Masada tours
Masada tours
Massada is the most visited national park in Israel with over 800,000 visitors every year.
It’s location in the heart of the Judean desert, overlooking the dead sea, along with the archeological remains and the history, made it one of a kind!
So many articles were written about Massada and its history, so many theories and so many arguments. It is unquestioningly a place that incite your imagination.
It is a fortress in the heart of the desert built more than 2000 years ago on a mountain that is naturally protected by the cliffs around it. The archeological remains are incredible, mosaics, fresco paintings, parchment biblical scrolls and personal items of the last warriors on the mountain.
Ones you are there you will not be able to stop admiring king Herod’s engineering with the construction of the northern palace that seats on the edge of the cliffs with its 3 platforms. The massive work that needed to be done by the Romans in order to capture the isolated mountain. Days and nights Jewish slaves worked in order to build a ramp that created the access to the mountain. this ramp can still be seen here from far away.
When you visit Massada in the summer, you must plan a visit to the early hours of the morning. After 11:00 temperature can reach up to 45 c and it is not recommended to be touring and certainly not to hike the path up. King Herod the great built this fortress in the desert, as he had many enemies to protect himself from. After this death, a group of Jewish rebels named Sikarians capture the place and held it for several years.

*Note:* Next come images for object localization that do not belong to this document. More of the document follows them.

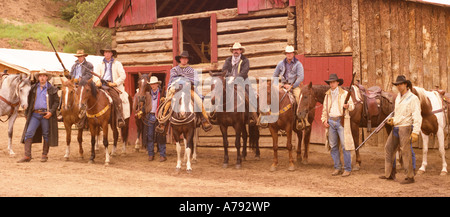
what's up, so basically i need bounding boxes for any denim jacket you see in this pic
[273,58,304,88]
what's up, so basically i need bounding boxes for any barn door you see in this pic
[297,55,353,144]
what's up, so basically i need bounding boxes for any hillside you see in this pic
[0,0,70,51]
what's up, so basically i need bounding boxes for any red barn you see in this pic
[95,0,449,148]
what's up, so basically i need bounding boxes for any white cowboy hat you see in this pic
[229,42,245,53]
[34,68,53,79]
[147,76,161,85]
[284,45,296,54]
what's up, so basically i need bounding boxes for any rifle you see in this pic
[47,36,69,76]
[78,60,123,95]
[341,71,356,125]
[355,111,394,151]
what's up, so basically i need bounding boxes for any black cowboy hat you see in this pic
[100,45,117,57]
[175,51,192,63]
[324,73,344,86]
[392,75,409,85]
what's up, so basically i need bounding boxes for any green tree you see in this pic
[63,0,111,55]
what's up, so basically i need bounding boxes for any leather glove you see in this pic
[95,80,102,87]
[160,97,165,102]
[386,117,394,126]
[108,82,117,87]
[410,133,419,143]
[73,78,79,83]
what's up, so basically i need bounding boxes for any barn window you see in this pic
[156,0,237,18]
[181,18,211,65]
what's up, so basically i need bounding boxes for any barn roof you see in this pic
[0,48,104,75]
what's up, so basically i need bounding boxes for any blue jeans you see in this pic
[146,113,166,157]
[24,112,49,142]
[328,117,352,172]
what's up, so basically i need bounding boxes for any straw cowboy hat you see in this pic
[324,73,344,86]
[34,68,53,79]
[100,45,117,57]
[175,50,192,63]
[147,76,161,85]
[74,49,88,57]
[284,45,297,54]
[229,42,245,53]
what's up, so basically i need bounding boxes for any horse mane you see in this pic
[79,78,98,98]
[412,86,429,105]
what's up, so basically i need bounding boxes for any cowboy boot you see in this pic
[17,138,32,163]
[115,104,125,128]
[41,140,50,162]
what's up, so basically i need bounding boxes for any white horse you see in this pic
[413,86,447,176]
[0,74,32,156]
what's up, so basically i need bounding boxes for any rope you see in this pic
[156,98,172,124]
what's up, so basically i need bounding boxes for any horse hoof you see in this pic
[235,164,242,169]
[88,160,94,164]
[255,156,260,161]
[417,170,425,175]
[187,169,192,174]
[440,171,447,176]
[288,166,295,171]
[353,165,360,171]
[104,162,109,166]
[270,166,277,172]
[223,163,228,168]
[64,157,69,161]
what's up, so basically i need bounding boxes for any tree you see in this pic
[63,0,111,55]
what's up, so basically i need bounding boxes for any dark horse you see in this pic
[77,78,124,165]
[209,71,256,169]
[132,72,151,151]
[298,82,394,170]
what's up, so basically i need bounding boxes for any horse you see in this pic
[264,81,298,171]
[0,73,31,156]
[411,86,447,175]
[298,82,395,170]
[77,78,120,165]
[209,71,250,169]
[60,79,85,160]
[165,79,197,173]
[132,72,151,152]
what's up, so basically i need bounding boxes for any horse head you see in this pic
[298,82,316,120]
[61,79,77,111]
[77,77,97,118]
[16,74,32,110]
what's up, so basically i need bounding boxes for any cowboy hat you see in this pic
[100,45,117,57]
[74,49,88,57]
[175,50,192,63]
[392,75,409,85]
[147,76,161,85]
[284,45,297,54]
[324,73,344,86]
[34,68,53,79]
[229,42,245,53]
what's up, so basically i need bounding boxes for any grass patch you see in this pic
[0,18,70,50]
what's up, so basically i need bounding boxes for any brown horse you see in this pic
[263,81,298,171]
[298,82,395,170]
[209,71,249,169]
[77,78,119,165]
[132,72,151,151]
[61,79,85,160]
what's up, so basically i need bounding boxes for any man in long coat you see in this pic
[18,69,59,162]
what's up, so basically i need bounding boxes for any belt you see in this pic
[34,109,47,114]
[329,116,342,121]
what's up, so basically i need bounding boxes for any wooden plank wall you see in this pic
[296,0,353,55]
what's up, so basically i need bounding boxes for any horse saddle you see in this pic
[365,86,382,116]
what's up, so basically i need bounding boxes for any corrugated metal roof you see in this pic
[0,48,104,75]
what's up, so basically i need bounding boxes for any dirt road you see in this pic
[0,118,449,197]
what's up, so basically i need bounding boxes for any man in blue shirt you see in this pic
[69,49,93,83]
[18,69,60,163]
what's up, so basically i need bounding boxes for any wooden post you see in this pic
[172,17,179,66]
[210,13,218,63]
[351,0,361,84]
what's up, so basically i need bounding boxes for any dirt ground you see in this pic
[0,117,449,197]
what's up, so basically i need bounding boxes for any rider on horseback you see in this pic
[156,51,213,133]
[267,45,304,128]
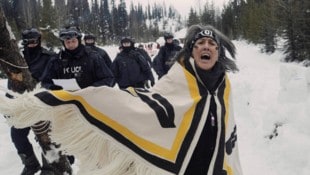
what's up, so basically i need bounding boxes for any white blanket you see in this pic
[0,63,242,175]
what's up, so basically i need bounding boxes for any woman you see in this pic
[175,24,242,175]
[0,24,242,175]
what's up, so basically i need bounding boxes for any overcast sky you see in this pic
[123,0,228,16]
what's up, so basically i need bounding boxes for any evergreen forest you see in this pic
[1,0,309,64]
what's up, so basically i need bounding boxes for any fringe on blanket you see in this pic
[0,91,171,175]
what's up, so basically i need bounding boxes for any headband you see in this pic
[189,29,219,50]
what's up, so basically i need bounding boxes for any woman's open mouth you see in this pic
[201,54,211,60]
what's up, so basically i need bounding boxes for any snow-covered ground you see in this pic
[0,40,309,174]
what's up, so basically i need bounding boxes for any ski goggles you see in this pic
[22,28,40,38]
[59,30,81,41]
[22,38,39,45]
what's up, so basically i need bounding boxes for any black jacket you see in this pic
[86,45,112,69]
[135,48,153,67]
[111,48,154,89]
[153,43,182,78]
[23,45,54,82]
[41,45,115,89]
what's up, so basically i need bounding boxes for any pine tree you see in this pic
[241,0,263,43]
[12,0,38,29]
[79,0,91,32]
[221,0,246,39]
[29,0,40,27]
[147,4,151,20]
[168,6,175,18]
[260,0,278,53]
[187,8,200,27]
[111,0,119,41]
[54,0,67,28]
[279,0,310,62]
[137,4,148,41]
[118,0,129,36]
[128,3,139,40]
[67,0,79,24]
[40,0,56,29]
[0,0,13,18]
[99,0,112,44]
[200,2,216,26]
[89,0,100,37]
[221,4,235,38]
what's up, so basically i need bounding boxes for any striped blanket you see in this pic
[0,63,242,175]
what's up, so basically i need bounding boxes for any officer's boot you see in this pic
[19,153,41,175]
[33,121,72,175]
[40,153,54,175]
[40,152,72,175]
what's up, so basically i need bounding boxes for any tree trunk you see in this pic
[0,6,36,91]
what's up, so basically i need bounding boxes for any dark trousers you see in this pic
[11,126,35,156]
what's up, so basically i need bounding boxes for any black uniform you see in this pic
[84,33,113,69]
[41,44,115,90]
[7,78,35,161]
[10,46,53,159]
[153,42,182,79]
[8,28,53,175]
[86,45,112,69]
[136,47,153,68]
[111,48,154,89]
[23,45,55,81]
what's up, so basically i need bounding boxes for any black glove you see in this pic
[5,93,15,99]
[49,85,63,90]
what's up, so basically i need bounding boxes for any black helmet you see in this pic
[22,28,41,39]
[120,36,134,44]
[21,28,41,45]
[59,26,82,41]
[84,34,96,40]
[164,32,174,40]
[138,44,144,49]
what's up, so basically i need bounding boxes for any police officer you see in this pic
[41,26,115,90]
[111,37,154,89]
[7,28,56,175]
[136,43,153,68]
[20,28,74,175]
[83,33,112,69]
[21,28,54,82]
[153,32,182,79]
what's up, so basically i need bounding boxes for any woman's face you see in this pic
[192,37,219,71]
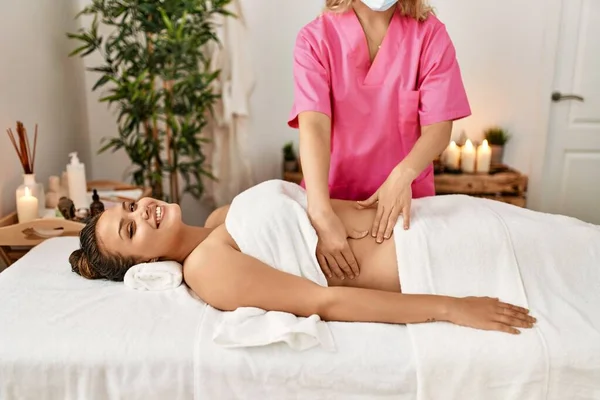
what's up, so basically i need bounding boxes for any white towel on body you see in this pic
[215,180,335,351]
[124,260,183,291]
[396,194,600,400]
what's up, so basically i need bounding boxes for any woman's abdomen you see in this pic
[326,200,401,293]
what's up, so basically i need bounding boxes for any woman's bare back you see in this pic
[203,200,401,293]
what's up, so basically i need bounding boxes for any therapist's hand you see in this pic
[357,166,416,243]
[310,210,367,280]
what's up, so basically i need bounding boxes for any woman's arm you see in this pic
[186,239,448,324]
[184,240,534,333]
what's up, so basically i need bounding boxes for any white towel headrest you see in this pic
[123,260,183,291]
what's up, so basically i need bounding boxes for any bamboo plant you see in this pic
[67,0,232,203]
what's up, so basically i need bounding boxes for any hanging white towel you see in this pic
[203,0,256,207]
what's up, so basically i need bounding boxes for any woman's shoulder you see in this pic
[183,225,239,281]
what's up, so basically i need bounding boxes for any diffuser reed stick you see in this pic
[5,121,38,174]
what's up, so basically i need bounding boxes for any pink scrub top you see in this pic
[288,10,471,201]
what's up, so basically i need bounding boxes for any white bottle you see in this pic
[67,152,88,210]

This place became famous, thanks to the events of one night in 73 CE, the last battel of the Sikarians against the Romans. Basically there was no battel, ones the Sikarians understood that they are outnumbered and there is no honorable way out of this situation, they simply killed themselves.
This act of choosing death over fighting and losing the battel became a worldwide myth. Is this the ultimate courage or was it an act of weakness and despair?
In some unites in the Israeli Army there is a tradition of hiking up Massada for graduation ceremony. In this ceremony young Israeli soldier promise that “Massada shall not fall again”. By that they are actually saying, that as the descendants of the Sikarianas, we will never let ourselves get to the situation that we have no other choice but to kill ourselves like them.
What happen on this mountain some 2000 years ago is a red bottom line for the Jewish state, an alarm to what can happen if we will not be careful.